Mysterious use of hacked OPM data raises questions

In one day in December 2015, Marlon McKnight opened a bank account, a savings account and applied for a vehicle loan at the Langley Federal Credit Union in Virginia, according to court records. McKnight supplied a name, birthdate and Social Security number to open the accounts.

The information McKnight supplied was not his.

And so began what appears to be the first illicit use of federal employee data that was swiped by suspected Chinese hackers in 2015, creating a cloud of mystery that has sparked the attention of members of Congress.

McKnight pled guilty June 11 to identity theft and bank fraud using stolen information from a 2015 hack on the U.S. Office of Personnel Management.

In that hack, Chinese hackers are suspected of breaching the government agency’s digital defenses and obtaining records of more than 21 million federal workers. It is one of the largest and most embarrassing breaches of government data in American history. Everything from Social Security numbers to employment to health history was compromised.

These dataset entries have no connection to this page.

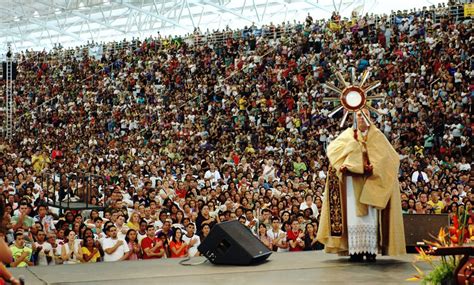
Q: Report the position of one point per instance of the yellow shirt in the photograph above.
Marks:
(132, 226)
(437, 207)
(17, 252)
(96, 256)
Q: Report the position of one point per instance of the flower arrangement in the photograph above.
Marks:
(443, 268)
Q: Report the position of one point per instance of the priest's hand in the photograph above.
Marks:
(343, 169)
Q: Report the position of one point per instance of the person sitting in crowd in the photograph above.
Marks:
(166, 149)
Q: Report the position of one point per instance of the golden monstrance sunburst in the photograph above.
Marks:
(353, 97)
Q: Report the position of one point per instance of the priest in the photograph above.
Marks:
(361, 214)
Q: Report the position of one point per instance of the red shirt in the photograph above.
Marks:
(149, 243)
(181, 193)
(176, 246)
(293, 236)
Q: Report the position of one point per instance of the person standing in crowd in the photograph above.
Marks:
(151, 245)
(364, 163)
(20, 251)
(115, 249)
(193, 241)
(178, 248)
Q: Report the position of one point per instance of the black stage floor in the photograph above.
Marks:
(281, 268)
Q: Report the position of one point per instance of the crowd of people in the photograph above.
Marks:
(184, 134)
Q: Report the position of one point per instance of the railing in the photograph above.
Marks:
(456, 10)
(72, 190)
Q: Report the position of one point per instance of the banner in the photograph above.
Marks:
(469, 10)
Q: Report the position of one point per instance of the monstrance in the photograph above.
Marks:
(353, 97)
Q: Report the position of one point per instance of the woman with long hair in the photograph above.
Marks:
(134, 221)
(178, 248)
(204, 231)
(263, 236)
(71, 252)
(90, 251)
(132, 241)
(310, 242)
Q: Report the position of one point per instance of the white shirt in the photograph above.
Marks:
(118, 253)
(46, 246)
(213, 176)
(193, 249)
(414, 176)
(313, 207)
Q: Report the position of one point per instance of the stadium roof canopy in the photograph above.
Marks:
(40, 24)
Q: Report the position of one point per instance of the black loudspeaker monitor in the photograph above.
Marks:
(234, 244)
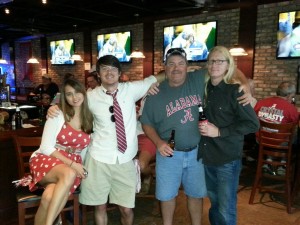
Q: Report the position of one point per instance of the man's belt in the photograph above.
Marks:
(186, 149)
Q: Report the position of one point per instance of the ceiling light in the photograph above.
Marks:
(3, 61)
(238, 51)
(76, 57)
(137, 54)
(33, 61)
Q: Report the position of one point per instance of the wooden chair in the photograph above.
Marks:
(29, 201)
(275, 141)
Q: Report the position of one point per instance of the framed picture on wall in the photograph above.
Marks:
(298, 80)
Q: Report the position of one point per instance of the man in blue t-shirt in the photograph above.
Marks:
(175, 107)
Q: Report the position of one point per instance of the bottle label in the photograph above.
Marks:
(203, 122)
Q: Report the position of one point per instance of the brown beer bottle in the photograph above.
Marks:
(202, 118)
(171, 141)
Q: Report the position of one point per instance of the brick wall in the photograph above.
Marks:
(268, 71)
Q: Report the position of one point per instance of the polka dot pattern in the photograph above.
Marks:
(41, 164)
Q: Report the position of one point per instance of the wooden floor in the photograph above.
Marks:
(265, 211)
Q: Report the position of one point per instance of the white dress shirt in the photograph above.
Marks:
(103, 146)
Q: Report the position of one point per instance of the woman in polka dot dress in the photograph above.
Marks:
(57, 164)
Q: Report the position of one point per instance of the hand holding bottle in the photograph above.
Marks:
(209, 130)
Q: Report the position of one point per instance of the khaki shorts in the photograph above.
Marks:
(113, 182)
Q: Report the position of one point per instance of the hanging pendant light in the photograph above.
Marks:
(238, 51)
(76, 57)
(33, 60)
(2, 61)
(137, 54)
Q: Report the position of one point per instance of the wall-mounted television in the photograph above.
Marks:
(288, 35)
(196, 39)
(61, 52)
(117, 44)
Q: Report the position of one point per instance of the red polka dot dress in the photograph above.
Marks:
(73, 141)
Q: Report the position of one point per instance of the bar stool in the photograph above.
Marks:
(275, 141)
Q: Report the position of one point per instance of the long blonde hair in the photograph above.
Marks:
(86, 117)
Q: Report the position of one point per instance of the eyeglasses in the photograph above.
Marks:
(111, 110)
(109, 68)
(217, 61)
(173, 51)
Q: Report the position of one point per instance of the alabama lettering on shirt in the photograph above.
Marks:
(182, 104)
(271, 113)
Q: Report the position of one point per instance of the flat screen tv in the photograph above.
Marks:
(288, 35)
(196, 39)
(61, 52)
(117, 44)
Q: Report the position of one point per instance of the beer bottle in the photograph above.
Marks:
(202, 118)
(171, 141)
(294, 101)
(18, 118)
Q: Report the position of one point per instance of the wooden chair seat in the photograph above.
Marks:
(276, 142)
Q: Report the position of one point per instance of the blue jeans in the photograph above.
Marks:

Until now, experts believed that the Chinese government used the stolen data for its own purposes. But the June plea has created new questions over exactly who has access to the swiped details, and how it is being used.

Since 2015, the federal government has said that “there was not a risk of domestic use of this information for criminal or fraudulent purposes,” wrote Sen. Mark Warner, D-Va., in a June 21 letter to the government. But Warner said that the case “calls this assumption into question,” and called the lack of information from OPM and the Department of Justice “unacceptable.”

“I believe further details about how the defendants obtained the (stolen data) could be useful for the purposes of protecting victims of the breach from further criminal activity,” wrote Rep. Gerry Connolly, D-Va., in a June 26 letter.

On June 21, Joshua Stueve, a spokesperson for the Eastern District of Virginia, said in a statement that “the government continues to investigate the ultimate source of the (stolen data) used by the defendants.”